Cuando se dio a conocer el veredicto, Jennifer no se inmutó. Recién pasados 25 años tendrá derecho a que se estudie la posibilidad de una libertad condicional.
La lupa sobre la exigencia
El caso puso en la lupa de la sociedad canadiense un tema del que se estaba hablando mucho: “los padres tigre”. Este modelo de paternidad hiper exigente es usual en general entre orientales que empujan a sus hijos a destacados niveles académicos. Ultra competitivos, buscan el éxito a cualquier costo. Los niños, bajo esta forma de crianza, no son sobreprotegidos sino sobreexigidos. El caso de Jennifer parecía ser de esa escuela. De acuerdo a su compañera de colegio del secundario, Karen K. Ho, el padre de Jennifer, Hann, era el clásico “padre tigre” y Bich lo acompañaba en todas sus decisiones.
Karen reveló que Jennifer “a los 22 años no había ido nunca a un boliche, no se había emborrachado, no se había ido jamás de vacaciones sin su familia”.
Otro compañero de clase que no quiso ser mencionado le confió a los medios que los Pan eran excesivamente controladores.
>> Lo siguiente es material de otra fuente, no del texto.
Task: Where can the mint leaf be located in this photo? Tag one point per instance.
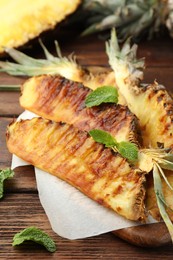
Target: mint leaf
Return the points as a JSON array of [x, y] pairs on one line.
[[105, 94], [4, 174], [103, 137], [128, 150], [36, 235]]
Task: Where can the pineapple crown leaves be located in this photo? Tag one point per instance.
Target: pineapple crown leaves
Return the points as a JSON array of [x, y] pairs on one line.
[[27, 66], [130, 17], [124, 60]]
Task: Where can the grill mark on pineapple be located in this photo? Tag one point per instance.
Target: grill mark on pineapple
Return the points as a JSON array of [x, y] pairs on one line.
[[64, 100], [76, 170]]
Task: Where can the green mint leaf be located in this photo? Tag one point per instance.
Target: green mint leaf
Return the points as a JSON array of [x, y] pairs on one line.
[[103, 137], [105, 94], [4, 174], [160, 198], [128, 150], [36, 235]]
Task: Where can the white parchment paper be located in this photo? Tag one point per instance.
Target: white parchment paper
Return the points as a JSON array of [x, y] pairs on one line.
[[71, 214]]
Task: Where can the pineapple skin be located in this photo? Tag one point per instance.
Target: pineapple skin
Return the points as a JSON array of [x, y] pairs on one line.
[[59, 99], [73, 156], [154, 107], [28, 19]]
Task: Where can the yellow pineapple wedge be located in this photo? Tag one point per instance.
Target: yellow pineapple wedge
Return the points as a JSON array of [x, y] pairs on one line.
[[153, 106], [72, 155], [151, 103], [59, 99], [22, 21]]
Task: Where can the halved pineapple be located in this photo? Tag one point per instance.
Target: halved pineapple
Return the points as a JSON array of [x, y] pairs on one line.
[[22, 21]]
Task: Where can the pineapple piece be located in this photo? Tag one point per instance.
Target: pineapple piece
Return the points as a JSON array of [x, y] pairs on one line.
[[59, 99], [71, 155], [153, 106], [22, 21], [151, 203]]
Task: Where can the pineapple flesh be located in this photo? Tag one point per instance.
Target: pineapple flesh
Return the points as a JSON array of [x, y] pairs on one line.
[[70, 154], [153, 106], [22, 21], [59, 99]]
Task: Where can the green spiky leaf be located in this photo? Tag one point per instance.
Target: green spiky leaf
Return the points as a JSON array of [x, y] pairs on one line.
[[104, 94], [36, 235], [4, 174]]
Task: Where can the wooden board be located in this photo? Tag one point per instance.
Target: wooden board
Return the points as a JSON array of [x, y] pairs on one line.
[[20, 206]]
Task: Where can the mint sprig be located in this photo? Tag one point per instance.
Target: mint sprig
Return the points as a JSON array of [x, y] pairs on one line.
[[36, 235], [4, 174], [126, 149], [104, 94]]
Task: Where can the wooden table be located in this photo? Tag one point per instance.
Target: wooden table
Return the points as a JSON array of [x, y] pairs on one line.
[[21, 207]]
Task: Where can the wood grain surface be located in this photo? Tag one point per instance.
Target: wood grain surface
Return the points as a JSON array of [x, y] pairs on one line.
[[20, 206]]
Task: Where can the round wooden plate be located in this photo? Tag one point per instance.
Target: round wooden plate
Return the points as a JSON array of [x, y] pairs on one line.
[[151, 235]]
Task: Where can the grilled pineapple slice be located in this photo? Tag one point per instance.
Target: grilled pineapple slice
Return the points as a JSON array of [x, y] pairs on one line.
[[152, 104], [70, 154], [22, 21], [59, 99]]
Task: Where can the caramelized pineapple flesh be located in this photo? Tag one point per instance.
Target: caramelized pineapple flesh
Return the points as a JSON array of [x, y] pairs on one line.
[[59, 99], [73, 156]]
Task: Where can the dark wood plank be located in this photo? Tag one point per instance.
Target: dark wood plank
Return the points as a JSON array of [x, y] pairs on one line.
[[24, 210]]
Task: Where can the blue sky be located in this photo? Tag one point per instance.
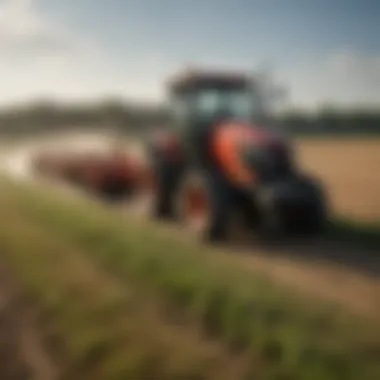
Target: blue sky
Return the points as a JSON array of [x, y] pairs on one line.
[[323, 51]]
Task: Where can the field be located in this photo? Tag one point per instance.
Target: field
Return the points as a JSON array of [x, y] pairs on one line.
[[350, 169], [106, 295]]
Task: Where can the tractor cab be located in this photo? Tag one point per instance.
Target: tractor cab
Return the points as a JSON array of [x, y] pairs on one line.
[[202, 101]]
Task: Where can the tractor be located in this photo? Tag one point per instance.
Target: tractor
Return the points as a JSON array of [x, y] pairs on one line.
[[220, 162]]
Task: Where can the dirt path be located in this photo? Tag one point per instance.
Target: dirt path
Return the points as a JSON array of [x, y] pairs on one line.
[[326, 270], [23, 354]]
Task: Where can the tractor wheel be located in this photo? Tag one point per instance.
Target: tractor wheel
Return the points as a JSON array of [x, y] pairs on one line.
[[204, 207], [297, 207]]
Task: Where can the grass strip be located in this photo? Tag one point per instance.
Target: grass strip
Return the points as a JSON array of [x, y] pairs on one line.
[[246, 312]]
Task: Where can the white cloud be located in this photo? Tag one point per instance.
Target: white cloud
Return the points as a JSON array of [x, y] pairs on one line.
[[345, 78], [39, 57]]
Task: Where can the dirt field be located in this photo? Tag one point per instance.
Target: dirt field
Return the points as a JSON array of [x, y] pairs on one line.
[[351, 171]]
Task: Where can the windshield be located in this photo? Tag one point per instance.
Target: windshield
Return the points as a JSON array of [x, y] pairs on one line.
[[236, 103]]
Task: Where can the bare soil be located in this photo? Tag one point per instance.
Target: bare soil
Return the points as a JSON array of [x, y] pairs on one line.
[[24, 352]]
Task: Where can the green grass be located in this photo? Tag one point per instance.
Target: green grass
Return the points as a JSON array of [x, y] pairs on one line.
[[361, 234], [261, 331]]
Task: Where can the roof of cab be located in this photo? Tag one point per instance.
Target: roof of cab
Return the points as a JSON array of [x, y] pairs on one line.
[[196, 78]]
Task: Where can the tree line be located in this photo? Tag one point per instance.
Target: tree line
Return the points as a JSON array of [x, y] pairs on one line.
[[49, 116]]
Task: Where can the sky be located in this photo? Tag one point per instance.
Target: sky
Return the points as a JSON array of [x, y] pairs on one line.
[[322, 51]]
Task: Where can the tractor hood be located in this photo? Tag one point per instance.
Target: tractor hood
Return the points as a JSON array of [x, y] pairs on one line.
[[248, 153]]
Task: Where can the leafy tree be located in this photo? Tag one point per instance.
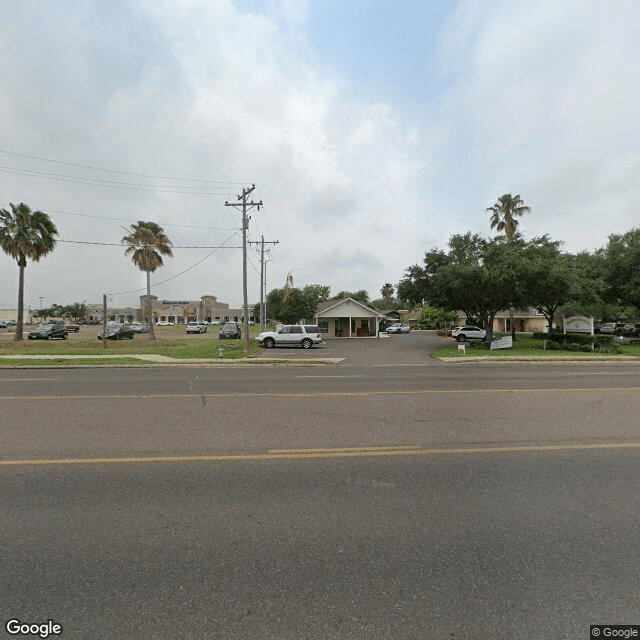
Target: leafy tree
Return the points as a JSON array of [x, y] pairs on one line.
[[77, 310], [550, 278], [188, 310], [477, 276], [25, 235], [146, 244], [436, 317], [416, 286], [297, 304], [622, 268], [387, 292], [360, 296], [315, 294], [505, 211]]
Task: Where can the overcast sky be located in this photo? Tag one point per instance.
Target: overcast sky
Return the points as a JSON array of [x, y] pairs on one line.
[[372, 129]]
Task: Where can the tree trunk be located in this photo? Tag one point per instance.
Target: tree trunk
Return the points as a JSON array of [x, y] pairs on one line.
[[152, 333], [22, 263]]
Lo cierto es que cualquier análisis o cuestionamiento sobre esta manera de ejercer la paternidad, para la familia Pan, llegó demasiado tarde.
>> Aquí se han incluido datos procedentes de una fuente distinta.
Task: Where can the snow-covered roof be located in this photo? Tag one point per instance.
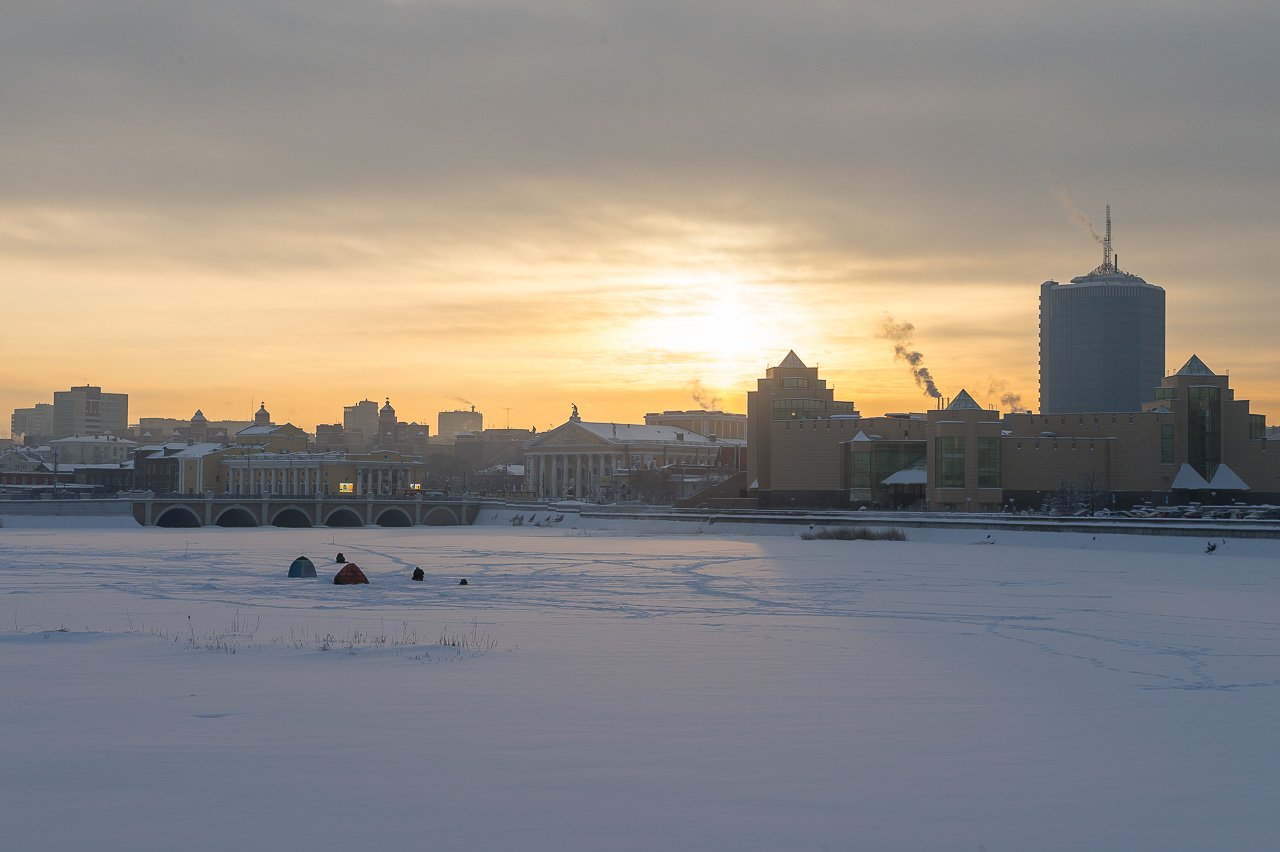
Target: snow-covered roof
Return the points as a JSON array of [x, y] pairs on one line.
[[964, 402], [792, 361], [94, 439], [1188, 479], [1196, 367], [1226, 480], [627, 433], [260, 430], [196, 450]]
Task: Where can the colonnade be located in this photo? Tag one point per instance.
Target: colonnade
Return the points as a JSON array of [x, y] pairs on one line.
[[273, 480], [552, 475]]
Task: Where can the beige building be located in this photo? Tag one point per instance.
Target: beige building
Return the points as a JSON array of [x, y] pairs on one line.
[[599, 461], [269, 438], [87, 411], [1193, 441], [92, 449], [704, 422]]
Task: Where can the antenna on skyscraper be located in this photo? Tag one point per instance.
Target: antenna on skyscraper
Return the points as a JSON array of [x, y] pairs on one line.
[[1106, 243]]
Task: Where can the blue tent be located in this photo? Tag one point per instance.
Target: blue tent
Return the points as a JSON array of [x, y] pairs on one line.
[[302, 567]]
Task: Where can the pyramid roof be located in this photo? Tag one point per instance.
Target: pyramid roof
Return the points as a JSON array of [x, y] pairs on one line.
[[1226, 480], [1188, 479], [963, 402], [1196, 367]]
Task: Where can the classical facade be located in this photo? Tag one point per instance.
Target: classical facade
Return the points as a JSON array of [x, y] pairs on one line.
[[598, 461]]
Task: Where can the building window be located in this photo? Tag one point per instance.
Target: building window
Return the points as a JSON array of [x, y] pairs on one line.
[[862, 477], [988, 462], [1203, 430], [798, 408], [950, 462]]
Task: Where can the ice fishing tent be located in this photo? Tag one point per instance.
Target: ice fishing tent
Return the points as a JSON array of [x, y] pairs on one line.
[[302, 567], [350, 576]]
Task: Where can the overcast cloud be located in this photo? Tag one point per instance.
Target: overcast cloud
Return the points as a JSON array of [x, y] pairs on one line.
[[828, 143]]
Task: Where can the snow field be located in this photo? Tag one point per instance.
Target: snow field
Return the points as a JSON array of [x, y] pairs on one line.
[[635, 690]]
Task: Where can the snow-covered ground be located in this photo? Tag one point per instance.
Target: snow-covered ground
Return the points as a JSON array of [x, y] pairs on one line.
[[644, 687]]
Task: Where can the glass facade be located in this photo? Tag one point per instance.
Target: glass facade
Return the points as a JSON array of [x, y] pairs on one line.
[[1203, 429], [868, 468], [950, 454], [807, 408], [1102, 343], [799, 408]]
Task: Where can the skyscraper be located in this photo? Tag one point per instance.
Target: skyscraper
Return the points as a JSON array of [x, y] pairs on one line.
[[1102, 339]]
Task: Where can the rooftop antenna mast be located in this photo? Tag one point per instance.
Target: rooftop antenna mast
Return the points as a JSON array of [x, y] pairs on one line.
[[1106, 243]]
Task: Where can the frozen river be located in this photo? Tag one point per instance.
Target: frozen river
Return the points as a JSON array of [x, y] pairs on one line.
[[635, 690]]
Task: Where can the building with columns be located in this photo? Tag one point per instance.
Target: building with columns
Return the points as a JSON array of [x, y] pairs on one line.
[[595, 461]]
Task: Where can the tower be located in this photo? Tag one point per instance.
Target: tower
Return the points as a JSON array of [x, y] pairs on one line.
[[1101, 339]]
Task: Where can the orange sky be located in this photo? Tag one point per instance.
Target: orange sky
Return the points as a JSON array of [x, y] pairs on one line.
[[529, 206]]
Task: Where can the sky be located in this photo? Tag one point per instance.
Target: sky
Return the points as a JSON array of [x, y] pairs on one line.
[[625, 206]]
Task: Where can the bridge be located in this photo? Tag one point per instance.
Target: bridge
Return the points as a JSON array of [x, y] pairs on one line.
[[298, 511]]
Como consecuencia de sus heridas, Hann quedó inválido y no pudo volver a trabajar. Tanto él como su Félix, le pidieron a la corte una restricción para que Jennifer no pueda acercarse a ellos jamás. También le fue prohibido a ella conectarse con Daniel Wong.
Hann dijo en su testimonio escrito: “Cuando perdí a mi mujer, perdí a mi hija al mismo tiempo (...). No siento que tenga más una familia. Quizá algún día sienta la felicidad de estar vivo… pero me siento muerto (...) Deseo que mi hija Jennifer recapacite sobre lo ocurrido con su familia y que algún día pueda convertirse en una persona honesta”. Tiene pesadillas, padece ataques de ansiedad y de insomnio y sufre intensos dolores físicos. Necesita vender su casa de la Avenida Helen 238, pero nadie quiere comprarla. Es por esto que vive con familiares. Félix también sufre de depresión. Se mudó a la Costa Este para escapar del estigma de ser asociado con su hermana asesina, donde trabaja en una compañía de tecnología.
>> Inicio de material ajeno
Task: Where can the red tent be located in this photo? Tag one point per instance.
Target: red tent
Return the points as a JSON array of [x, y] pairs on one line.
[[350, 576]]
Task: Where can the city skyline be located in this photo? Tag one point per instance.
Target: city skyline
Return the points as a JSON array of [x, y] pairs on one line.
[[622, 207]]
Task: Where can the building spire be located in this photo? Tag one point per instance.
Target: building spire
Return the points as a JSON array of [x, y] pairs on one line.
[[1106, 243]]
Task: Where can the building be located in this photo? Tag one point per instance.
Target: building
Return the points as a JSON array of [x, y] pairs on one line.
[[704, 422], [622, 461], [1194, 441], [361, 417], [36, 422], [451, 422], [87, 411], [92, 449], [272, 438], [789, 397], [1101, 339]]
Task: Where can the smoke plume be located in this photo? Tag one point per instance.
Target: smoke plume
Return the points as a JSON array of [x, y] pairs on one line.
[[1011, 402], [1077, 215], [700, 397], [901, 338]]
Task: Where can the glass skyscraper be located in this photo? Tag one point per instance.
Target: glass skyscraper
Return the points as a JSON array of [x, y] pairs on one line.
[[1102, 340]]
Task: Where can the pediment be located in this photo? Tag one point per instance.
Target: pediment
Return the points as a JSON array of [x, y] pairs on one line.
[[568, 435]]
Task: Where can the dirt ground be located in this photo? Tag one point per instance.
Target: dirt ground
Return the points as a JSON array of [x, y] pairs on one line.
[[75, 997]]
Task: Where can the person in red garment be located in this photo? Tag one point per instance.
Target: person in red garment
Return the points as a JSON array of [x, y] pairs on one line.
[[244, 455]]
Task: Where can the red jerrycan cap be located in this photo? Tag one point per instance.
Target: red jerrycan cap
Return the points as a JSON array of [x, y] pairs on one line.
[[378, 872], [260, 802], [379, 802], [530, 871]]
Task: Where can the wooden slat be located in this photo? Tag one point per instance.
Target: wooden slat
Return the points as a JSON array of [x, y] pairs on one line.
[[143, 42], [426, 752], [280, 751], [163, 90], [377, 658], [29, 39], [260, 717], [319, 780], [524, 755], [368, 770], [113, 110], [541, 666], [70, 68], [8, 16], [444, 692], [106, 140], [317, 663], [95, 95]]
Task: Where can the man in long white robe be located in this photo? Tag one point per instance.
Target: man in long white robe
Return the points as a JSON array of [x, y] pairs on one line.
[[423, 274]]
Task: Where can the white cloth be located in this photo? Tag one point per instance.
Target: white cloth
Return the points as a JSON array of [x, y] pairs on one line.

La pesadilla no ha terminado porque en mayo de 2023 el Tribunal de Apelaciones de Ontario aceptó una solicitud de Jennifer Pan y sus cómplices para ir a un nuevo juicio. Todavía no se ha resuelto la petición que descansa en la Corte Suprema de Canadá. Si bien debería estar presa hasta 2035, la familia teme lo que pueda ocurrir. Jennifer hoy tiene 37 años.
El 10 de abril de 2024 Netflix puso en el aire su historia con el título “¿Qué hizo Jennifer?”.
Lo que hizo Jennifer fue construir su propio infierno.